Хочу вам заметить,- ласково журчал Плоскорылов, поглаживая Воронова по плечу,- что мысли многих слабых духом - к числу коих вы, несомненно, относитесь,- в последний миг обращаются вокруг того, как, собственно, все будет происходить. Я расскажу вам об этом в подробности, и вы сможете обратить свою мысль к спасению воинской чести. Вы будете выведены за околицу и установлены у края русского чистого поля. Чистое русское поле прекрасно на рассвете, и у вас будет возможность насладиться этим зрелищем. Чистое русское поле как бы скажет вам: я прощаю тебя, рядовой Воронов, и принимаю тебя в свое чистое русское лоно. Ради одного этого, рядовой Воронов, уже стоило родиться. Затем караульствующий над казнью произнесет непременную формулу - "Упраздняется раб Божий рядовой такой-то, в нашем случае Воронов, за отшествие от воинския добродетели и глаголание нечестивое". Я буду там, вы поцелуете мне руку в знак того, что прощены и готовы к искуплению. Я вас благословлю и сообразно законов воинской вежливости пожелаю доброго здоровья в такое прекрасное утро.
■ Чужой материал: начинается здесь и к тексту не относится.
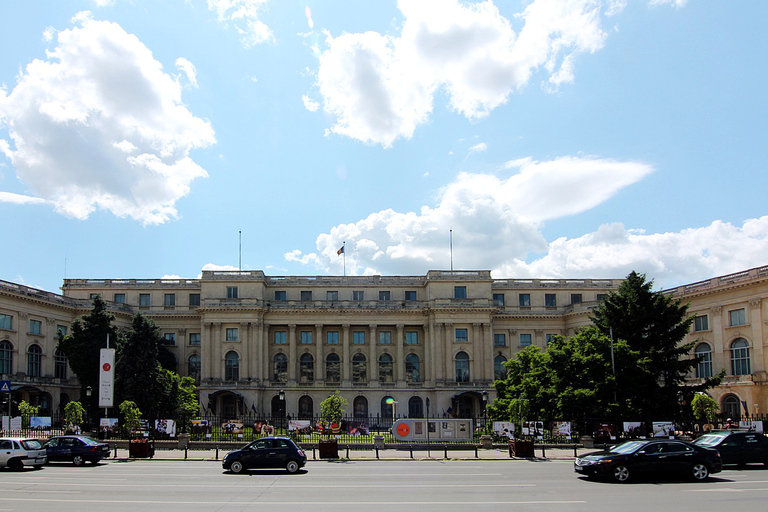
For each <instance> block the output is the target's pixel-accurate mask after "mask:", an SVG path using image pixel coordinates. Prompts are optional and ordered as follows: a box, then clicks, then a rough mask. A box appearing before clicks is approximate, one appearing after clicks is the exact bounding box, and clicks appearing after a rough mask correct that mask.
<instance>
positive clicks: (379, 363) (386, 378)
mask: <svg viewBox="0 0 768 512" xmlns="http://www.w3.org/2000/svg"><path fill="white" fill-rule="evenodd" d="M393 370H394V368H393V365H392V356H390V355H389V354H381V355H380V356H379V382H385V383H386V382H394V381H395V375H394V371H393Z"/></svg>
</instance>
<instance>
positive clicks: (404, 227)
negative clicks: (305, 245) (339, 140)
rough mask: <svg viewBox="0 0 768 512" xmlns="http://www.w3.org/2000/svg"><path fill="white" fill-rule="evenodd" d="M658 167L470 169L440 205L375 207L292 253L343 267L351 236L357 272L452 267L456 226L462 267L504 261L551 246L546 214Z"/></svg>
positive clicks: (571, 167) (295, 259) (599, 195)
Караульственный издаст команду "Целься". У вас будет возможность попросить прощения у рядовых, поднятых ранее подъема для вашего искупления. Караульственный издаст команду "Пли". После этого вы не сразу перестанете чувствовать себя, но испытаете как бы неприятность, легкое неудовольствие, возможно даже, упадок сил. Возможно, вы испытаете даже боль, рядовой Воронов, хотя расстреливание есть самый гуманный вид искупления. Но вы заслужили боль, рядовой Воронов, и должны понимать, что вас расстреливают не просто так. Не каждого расстреливают, хотя в принципе каждый достоин. У вас будет время задуматься о том, что это конец и что вот, собственно, все. Я вам желаю и должен открыть святые тайны, рядовой Воронов. Святых тайн числом две. Тайна номер один заключается в том, что все происходит на самом деле, в чем некоторые сомневаются. Тайна номер два, она же главная, заключается в том, что истинная цель всякого истинного воина заключается в том, чтобы погибнуть, и путь воина есть путь гибели, а потому, рядовой Воронов, ваше главное предназначение исполнено. Генеральною целью русского офицерства и всего русского воинства является истребление русского солдатства и оставление достойнейших. Полагаю, вы не догадывались об этом, но поскольку вы все равно никому уже не расскажете, то можете теперь знать святые тайны.
Воронов ничего не понял.
- Вы, кажется, недослышите, рядовой Воинов? Я повторю вам громко и раздельно: поняли ли вы святые тайны? Прониклись ли вы их дивным благоуханием?
- Благоуханием,- повторил Воронов. Ему казалось, что повторение и есть утвердительный ответ.